Q What could 2020 hold for Chinese equities?
Geopolitical and macro noise surrounding the asset class in 2019 is likely to persist in 2020, as these headwinds continue. This has driven some short-term volatility in Chinese equities, but when looking at the year so far the MSCI China Index is up 7.6%, while the MSCI China A Onshore Index is up 24.6%.1
This is despite a backdrop of disappointing economic data, such as exports and industrial production figures. Looking forward to 2020, however, we can already see some signs of the economy bottoming out. Manufacturing data, for example, incrementally improved in September. Investors can also feel some reassurance that globally central banks are easing. In China, we are seeing selective easing, both on the monetary and fiscal side, but in a very controlled manner.
Q What are the fundamentals indicating for Chinese equities?
When looking at the two countries engaged in a trade war, they have something in common. Taking into account first-half earnings and the run rate globally,2 both the US and China stand out as being ahead of run rate. This feels counter-intuitive, but highlights the fact that China isn’t significantly dependent on exports, both from a domestic economic growth and corporate earnings perspective.
Companies have been reporting better-than-expected earnings for two consecutive quarters now. Where there have been downgrades, the pace of these has slowed. Moreover, valuations are quite cheap and trading below their long-term average. The market is trading at around 12.9 times on a price-to-earnings basis on this year’s earnings and 11 times on next year’s.
Q Where are you finding opportunities in Chinese equities?
Accessing long-term structural trends like the ongoing premiumisation enacted by the Chinese consumer. The evolving middle class is expanding, with incomes growing at around 5% to 6% annually. The consumer is upgrading to more premium products and brands, while there is also a big shift to domestic Chinese brands. This enables companies in the consumer staples and discretionary sectors to earn higher margins on such products or brands.
Another beneficiary of this trend is appliance companies, where we hold a number of names that sell large appliances to the Chinese consumer. Other companies we find attractive are digital pioneers sitting in the media and entertainment sector, but whose sphere of influence extends across other industries.
There is also upside potential to be captured from industry consolidation. As growth has slowed, the number of competitors within various industries has increased. We are seeing bigger, more successful companies that have superior brands and better management teams growing their market share, while smaller companies with poor quality product that are badly managed are exiting the industry. So it is very much an environment conducive for stock-pickers.
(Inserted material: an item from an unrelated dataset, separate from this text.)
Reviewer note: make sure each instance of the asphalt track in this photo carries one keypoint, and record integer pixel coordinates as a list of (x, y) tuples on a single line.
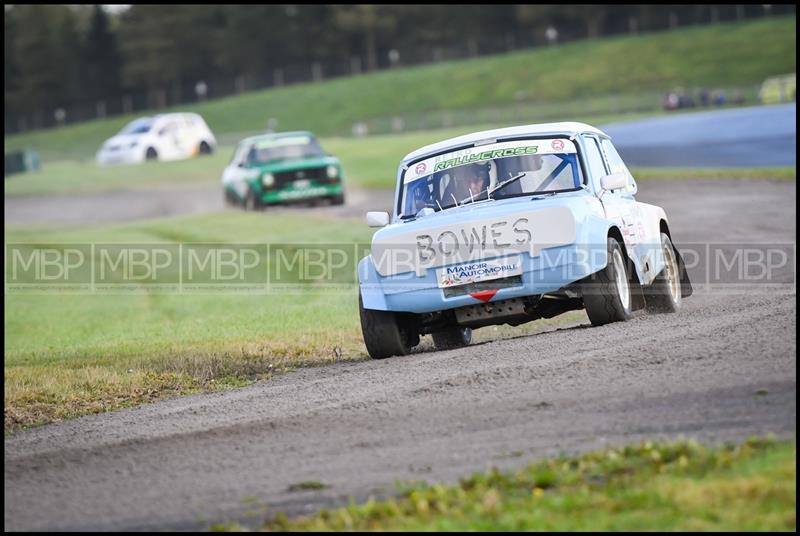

Q Where are the risks for investors in Chinese equities?
A key risk for 2020 and beyond is the realignment of the relationship between China and the US and how the trade tensions progress. In our view, currently the direct impact upon the companies that we invest in is limited, but if, for example, the US continues to put more Chinese technology companies on restricted lists, it could have further implications. This should be considered in light of China’s own moves towards achieving technological prowess, as shown by the launch of the Nasdaq-style STAR board to encourage more Chinese companies to come back home and list onshore.
While China may be decoupling from the US, global economic growth expectations and investor sentiment in response to this will impact China. So whether we have a global recession in 2020 or at some point thereafter, there would be contagion for the perceived-to-be riskier asset classes like Chinese equities.
Lastly, a potential risk is around domestic reform progress in China, which includes state-owned enterprise (SOEs) reform as well as the clean-up within the banking industry. If appetite wanes for that, this will have longer-term risks and implications for the economy. However, we believe progress will continue under President Xi.
Chinese equities are one of those asset classes where there is always going to be some controversy, whether it is trade wars or domestic reform. For 4Factor, what is key is to focus on bottom-up investing, assessing company fundamentals and selecting the winners that can excel through change or restructuring.
Emerging market: These markets carry a higher risk of financial loss than more developed markets as they may have less developed legal, political, economic or other systems.
All investments carry the risk of capital loss.
1 As at 30 September 2019.
2 The run rate refers to the financial performance of a company based on using current financial information as a predictor of future performance.